4.1.4.    De omstandigheid dat in de Overeenkomst niet nader is omschreven wat in het verband van de beëindiging van het gebruik van de naam [A] onder ‘negatieve effecten’ moet worden verstaan, brengt volgens [gedaagde] mee dat daaronder dienen te worden verstaan effecten die door [gedaagde] als negatief worden ervaren. Uit de tekst van de Overeenkomst, die door [gedaagde] is opgesteld zoals tussen partijen niet in geschil is, blijkt dat niet en [gedaagde] heeft onvoldoende feiten en omstandigheden gesteld op grond waarvan zou moeten worden aangenomen dat het de bedoeling van partijen was dat de onder negatieve effecten dienen te worden verstaan effecten die door [gedaagde] als negatief worden ervaren. Tegen die stelling van [gedaagde] spreekt bovendien dat in artikel 1 onder B van de Overeenkomst is bepaald dat [gedaagde] het recht tot beëindiging kan uitoefenen in overleg met de aandeelhouders van [eiseres] , welk overleg overigens onweersproken niet heeft plaatsgevonden. Dit komt er immers op neer dat [gedaagde] dat recht niet geheel zelfstandig kon uitoefenen.
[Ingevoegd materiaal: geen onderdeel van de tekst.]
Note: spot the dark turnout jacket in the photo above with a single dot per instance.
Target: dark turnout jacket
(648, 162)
Volgens [eiseres] kwam het recht tot beëindiging van het gebruik van de naam [A] enkel aan [gedaagde] toe als [eiseres] ernstig met justitie in aanraking zou komen dan wel in staat van faillissement zou geraken. De heer [naam 4] , directeur van [gedaagde] , heeft daaromtrent ter comparitie verklaard dat hij navraag heeft gedaan bij degene die zijdens [gedaagde] bij de totstandkoming van de Overeenkomst waren betrokken, te weten [x] [naam 2] en [x] [A] , en dat deze personen hem hebben gezegd dat de negatieve effecten breder waren dan een faillissement of justitiële contacten, zonder dat aan hem daarbij is aangegeven hoeveel breder. Dat onder negatieve effecten dienen te worden verstaan effecten die door [gedaagde] als negatief worden ervaren, is kennelijk door genoemde personen niet bevestigd.

Er kan gelet op het voorgaande niet van worden uitgegaan dat met ‘negatieve effecten’ wordt gedoeld op enkel door [gedaagde] als zodanig ervaren effecten.

4.1.5. Voor wat betreft de door [gedaagde] ondervonden negatieve effecten heeft [gedaagde] gewezen op de omstandigheid dat de clientèle van [gedaagde] door de splitsing steeds vaker in verwarring kwam, hetgeen bleek uit verkeerd geadresseerde e-mails en andere correspondentie en overboeking van bedragen naar het rekeningnummer van het verkeerde [B] . Volgens [gedaagde] heeft de verwarring tussen [eiseres] en [gedaagde] een steeds negatiever effect op de dienstverlening door [gedaagde] en belemmert zij de verdere uitbouw van de onderneming van [gedaagde] . [gedaagde] heeft de verkeerd geadresseerde e-mails, correspondentie en overboekingen en de gestelde verwarring niet nader onderbouwd en evenmin heeft zij nader geadstrueerd in hoeverre dit tot negatieve effecten voor [gedaagde] heeft geleid.

Ter comparitie heeft [naam 4] voornoemd verklaard dat [gedaagde] enorme administratieve lasten en ICT-kosten had en dat [gedaagde] inkomsten misloopt als men bij het zoeken op internet naar [gedaagde] bij de onderneming van [eiseres] terecht kan komen, maar ook dit is door haar niet nader geconcretiseerd en onderbouwd.

4.1.6. Bij gebreke van voldoende relevante feiten en omstandigheden ter onderbouwing van het standpunt van [gedaagde] dat zich negatieve effecten als bedoeld in de Overeenkomst voordoen, komt de rechtbank niet toe aan het opdragen van bewijs aan [gedaagde] . Het door [gedaagde] gedane bewijsaanbod wordt gepasseerd.